The New Incident Response ChallengeFormer US-CERT Director Barron-DiCamillo on How to Get Out of 'Firefighter' Mode
Too few organizations have in-house incident response teams. As a result, they lack the native ability to even detect evolving threats such as ransomware, says security expert Ann Barron-DiCamillo. What are the must-have response capabilities?
Barron-DiCamillo, formerly the director of US-CERT, is now chief technology officer at Strategic Cyber Ventures, a cybersecurity technologies investment firm, and part of her focus is on studying incident response capabilities. What she sees, frankly, concerns her.

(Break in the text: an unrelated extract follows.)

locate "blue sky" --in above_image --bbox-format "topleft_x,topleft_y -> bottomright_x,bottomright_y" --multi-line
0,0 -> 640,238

"From my perspective, a lot of organizations ... have little to no ability to detect activity and then to mitigate it," Barron DiCamillo says.
One inherent problem with many incident response organizations is their "firefighter" mentality, she says.
"There is this tendency to react, resolve, remediate ... expeditiously," she says. "As a firefighter, you want to put out the fire." But adversaries have responded to this tactic, and they now are deploying exploits that detonate secondary, retaliatory strikes as soon as their primary attacks are countered, Barron-DiCamillo says. "You need to do some aspect of 'watch and learn' as you contain," she says. "Understand the landscape of where the adversaries are within your network."
In this video interview at Information Security Media Group's recent Washington Fraud and Breach Prevention Summit, Barron-DiCamillo discusses:
- Her role as CTO at Strategic Cyber Ventures;
- The future demands of incident response;
- Lessons learned from deconstructing ransomware.
As CTO at Strategic Cyber Ventures, Barron-DiCamillio leverages her expertise gained from 18 years in information technology development and cybersecurity operations to identify emerging technologies that fulfill capability gaps as they are created in the dynamic environment of the internet. Barron-DiCamillo previously was the director of the United States Computer Emergency Readiness Team, where she led DHS's efforts in cyberspace to respond to major incidents, analyze threats and share critical cybersecurity information with trusted partners around the world.